J’aime coller mes enfants. Avec mon conjoint ils sont les seuls, que presque en tout temps je puisse serrer dans mes bras et ça me fait du bien. Par contre dans une petite entrée, lorsque nous nous engageons tous à la fois, même si c’est eux qui sont trop près, je me sens envahie. Voilà pourquoi j’attends toujours que ce minuscule ouragan d’énergie se répartisse ailleurs dans la maison avant d’enlever mes grosses bottes d’astronaute. De me pencher pour les retirer alors que ça pousse et ça bouscule m’angoisse malgré le fait que ce sont mes petits monstres à moi et que je les adore. C’est comme ça. En même temps, j’ai toujours un peu ce besoin qu’on me dise d’avancer, qu’on me dise de prendre place, qu’on me guide un peu. Non pas que je ne sache pas exactement ce qu’il convient de faire, c’est plutôt comme si je n’avais pas totalement la permission de procéder. Il y a ce protocole compliqué et la sensation perpétuelle de ne jamais avoir vraiment la légitimité d’être présente. Ce n’est nullement la faute des autres, c’est vraiment dans ma tête que ça se passe. Donc, on me signifie d’entrer et je termine assise sur ma chaise habituelle, la plus près de la porte.

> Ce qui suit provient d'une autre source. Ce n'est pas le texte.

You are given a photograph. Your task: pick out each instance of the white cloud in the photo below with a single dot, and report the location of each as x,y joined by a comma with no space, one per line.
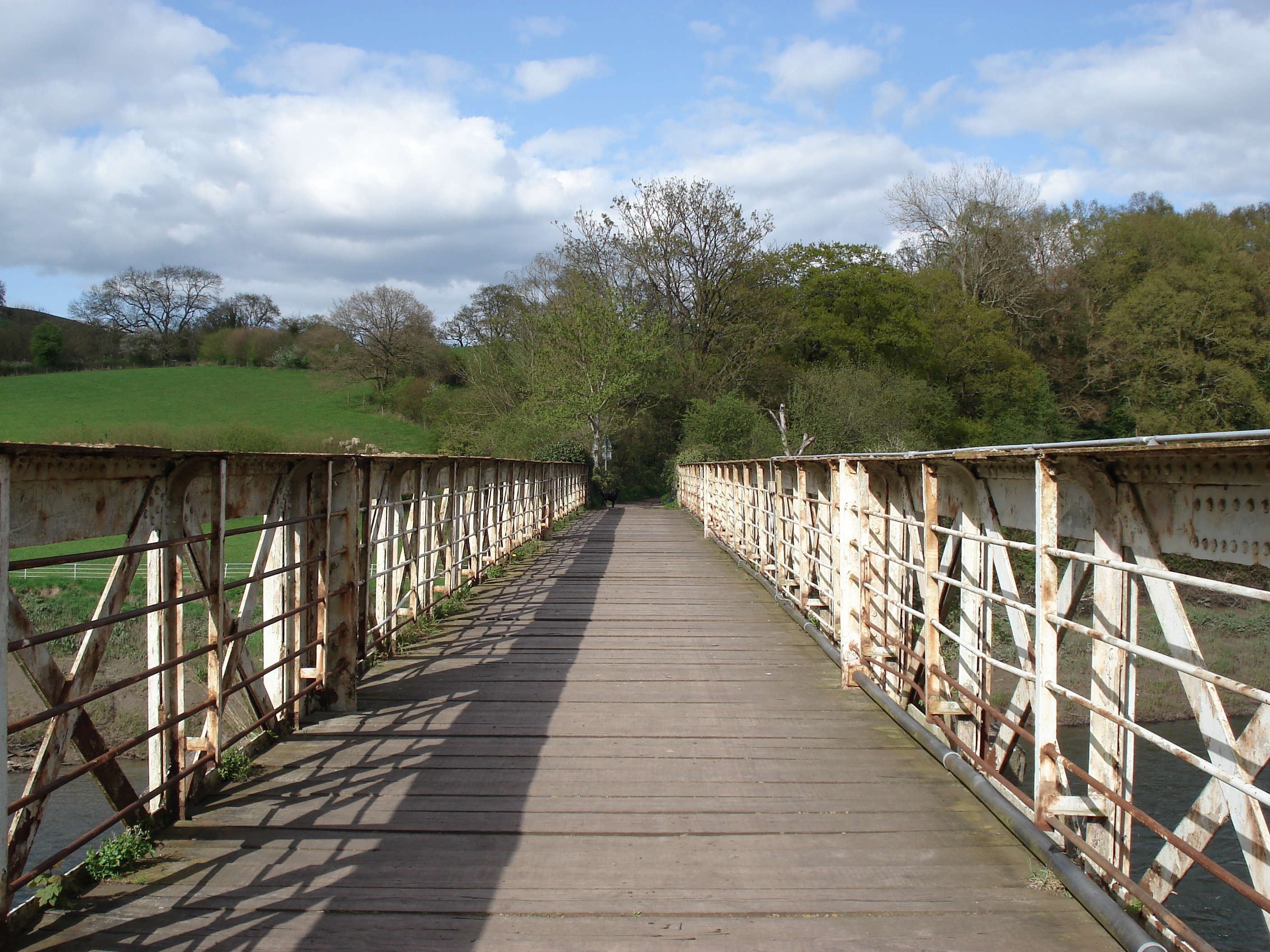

Tout à coup mon neveu se présente avec un gros sac et me dit qu’on ne m’a pas donné mon cadeau, comment ça mon cadeau ? Il n’y a pas de tradition de cadeaux au jour de l’an et encore moins aux adultes ? Ma belle sœur m’explique en riant qu’en voyant ceci elle a tout de suite pensé à moi et n’a pas eu le choix d’effectuer l’achat. Ce sont d’énormes pantoufles joyeuses d’un bleu et d’un blanc très vifs. Une sorte d’imitation de chaussures pour enfant, mais gigantesques et confortables. Je suis touchée, ravie et j’en profite pour doucement débuter ma tournée des souhaits de bonne année. Ils me connaissent, je n’ai pas droit à l’attaque massive consistant à faire rapidement la tournée de tout le monde d’un seul trait. C’est donc avec des pauses entre chaque vœu que je m’applique à respecter la tradition. Ce qui fait qu’à la toute fin mon beau-père est le seul que je n’ai pas encore pris la peine d’aller voir, ce qu’il me reproche en me taquinant. Je lui réponds que c’est parce qu’il ne me l’a pas encore demandé. C’est vrai, les autres personnes m’ont à tour de rôle signifié qu’ils désiraient procéder à l’échange de vœux. J’ai besoin qu’on me le propose. Lorsque je vois mon conjoint tel un poisson dans l’eau se précipiter sur chaque personne avec enthousiasme, les brasser, les coller, rire et passer immédiatement au suivant à une vitesse phénoménale ça me fascine. Je n’arrive pas à conceptualiser comment une telle aisance peut être possible. Ce n’est pas naturel pour moi, ça fait des trous dans ma bulle et tout le monde le sait.

Le beau-père.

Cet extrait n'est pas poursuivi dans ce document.